【Java × OpenCV】Scharr演算子によるエッジ検出の実装例を解説
Scharr(シャール)演算子は、画像中のエッジ(輪郭)を水平方向・垂直方向の両方で検出できる手法です。Sobel演算子を改良したもので、特に小さなカーネルサイズにおいて精度の高い微分値を得られる点が特徴です。
OpenCVでは、ImgprocクラスのScharr()メソッドを呼び出すことで、指定した画像にScharrエッジ検出アルゴリズムを適用できます。
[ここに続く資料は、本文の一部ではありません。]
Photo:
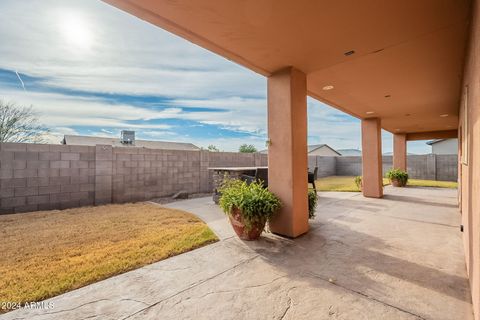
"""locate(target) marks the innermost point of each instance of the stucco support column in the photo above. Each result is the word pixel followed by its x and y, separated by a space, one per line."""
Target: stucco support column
pixel 372 158
pixel 287 153
pixel 400 151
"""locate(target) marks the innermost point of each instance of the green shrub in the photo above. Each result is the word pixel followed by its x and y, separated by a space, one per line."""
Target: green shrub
pixel 312 203
pixel 358 182
pixel 397 174
pixel 256 203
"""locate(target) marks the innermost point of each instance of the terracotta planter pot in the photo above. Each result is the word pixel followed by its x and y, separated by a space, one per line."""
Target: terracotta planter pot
pixel 397 183
pixel 236 219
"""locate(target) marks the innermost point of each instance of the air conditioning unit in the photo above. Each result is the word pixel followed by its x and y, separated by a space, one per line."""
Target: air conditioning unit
pixel 127 137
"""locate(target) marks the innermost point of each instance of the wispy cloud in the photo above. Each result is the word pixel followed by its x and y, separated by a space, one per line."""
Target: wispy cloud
pixel 128 74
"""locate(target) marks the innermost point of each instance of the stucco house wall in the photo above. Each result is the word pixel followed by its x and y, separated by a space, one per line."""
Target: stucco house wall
pixel 469 158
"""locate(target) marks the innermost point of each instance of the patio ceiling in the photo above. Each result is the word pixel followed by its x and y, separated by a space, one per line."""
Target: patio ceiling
pixel 407 60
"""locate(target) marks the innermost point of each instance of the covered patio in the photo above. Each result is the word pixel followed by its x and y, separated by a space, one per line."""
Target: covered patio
pixel 399 257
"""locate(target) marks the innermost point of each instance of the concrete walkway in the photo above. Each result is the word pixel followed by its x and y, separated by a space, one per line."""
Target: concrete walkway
pixel 400 257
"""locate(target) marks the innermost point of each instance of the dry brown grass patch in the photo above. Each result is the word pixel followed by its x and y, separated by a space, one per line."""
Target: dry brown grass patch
pixel 50 252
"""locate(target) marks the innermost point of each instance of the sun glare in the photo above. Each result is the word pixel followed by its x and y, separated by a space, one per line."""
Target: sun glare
pixel 76 31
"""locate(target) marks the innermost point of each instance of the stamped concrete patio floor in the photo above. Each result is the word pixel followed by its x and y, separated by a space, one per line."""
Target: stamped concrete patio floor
pixel 400 257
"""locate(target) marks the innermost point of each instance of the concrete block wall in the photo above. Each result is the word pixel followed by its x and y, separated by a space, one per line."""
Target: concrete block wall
pixel 326 165
pixel 140 174
pixel 447 168
pixel 348 166
pixel 44 177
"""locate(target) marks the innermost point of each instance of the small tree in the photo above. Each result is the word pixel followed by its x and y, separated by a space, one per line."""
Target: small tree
pixel 247 148
pixel 20 124
pixel 212 148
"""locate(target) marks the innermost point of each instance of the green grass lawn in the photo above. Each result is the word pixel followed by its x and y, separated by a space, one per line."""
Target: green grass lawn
pixel 347 183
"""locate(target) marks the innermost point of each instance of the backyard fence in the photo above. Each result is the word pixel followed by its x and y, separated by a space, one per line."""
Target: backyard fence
pixel 44 177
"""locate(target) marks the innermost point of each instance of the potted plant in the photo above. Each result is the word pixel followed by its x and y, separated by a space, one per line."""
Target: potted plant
pixel 358 182
pixel 312 203
pixel 248 206
pixel 398 178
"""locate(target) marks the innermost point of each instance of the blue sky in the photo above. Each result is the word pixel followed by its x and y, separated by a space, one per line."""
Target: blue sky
pixel 88 68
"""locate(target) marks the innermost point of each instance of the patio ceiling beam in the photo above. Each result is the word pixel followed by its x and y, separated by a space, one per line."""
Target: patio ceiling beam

このメソッドの主な引数は以下の通りです。
- 入力画像(ソース)と出力画像(デスティネーション)を表す2つのMatオブジェクト
- 画像のビット深度(ddepth)を表す整数値
- x方向およびy方向の微分次数を保持する2つのdouble型変数
サンプルコード
import org.opencv.core.Core;
import org.opencv.core.Mat;
import org.opencv.highgui.HighGui;
import org.opencv.imgcodecs.Imgcodecs;
import org.opencv.imgproc.Imgproc;
public class ScharrEdgeDetection {
public static void main(String args[]) {
// OpenCVのコアライブラリを読み込む
System.loadLibrary(Core.NATIVE_LIBRARY_NAME);
String file = "D:\\Images\\win2.jpg";
Mat src = Imgcodecs.imread(file);
// 出力画像用の空のMatを作成
Mat dst = new Mat();
// x方向の微分次数:0、y方向:1 でScharrフィルタを適用
Imgproc.Scharr(src, dst, Imgproc.CV_SCHARR, 0, 1);
HighGui.imshow("Scharr - x:0 & y:1", dst);
// x方向の微分次数:1、y方向:0 でScharrフィルタを適用
Imgproc.Scharr(src, dst, Imgproc.CV_SCHARR, 1, 0);
HighGui.imshow("Scharr - x:1 & y:0", dst);
HighGui.waitKey();
}
}
入力画像

実行結果
上記のプログラムを実行すると、以下のウィンドウが表示されます。
Scharr - x:0 & y:1(垂直方向のエッジを強調):

Scharr - x:1 & y:0(水平方向のエッジを強調):

このように、x方向とy方向の微分次数の組み合わせを変更することで、検出したいエッジの向きを切り替えることができます。実際の画像処理アプリケーションでは、両方向の結果を組み合わせることで、より精度の高い輪郭抽出が可能になります。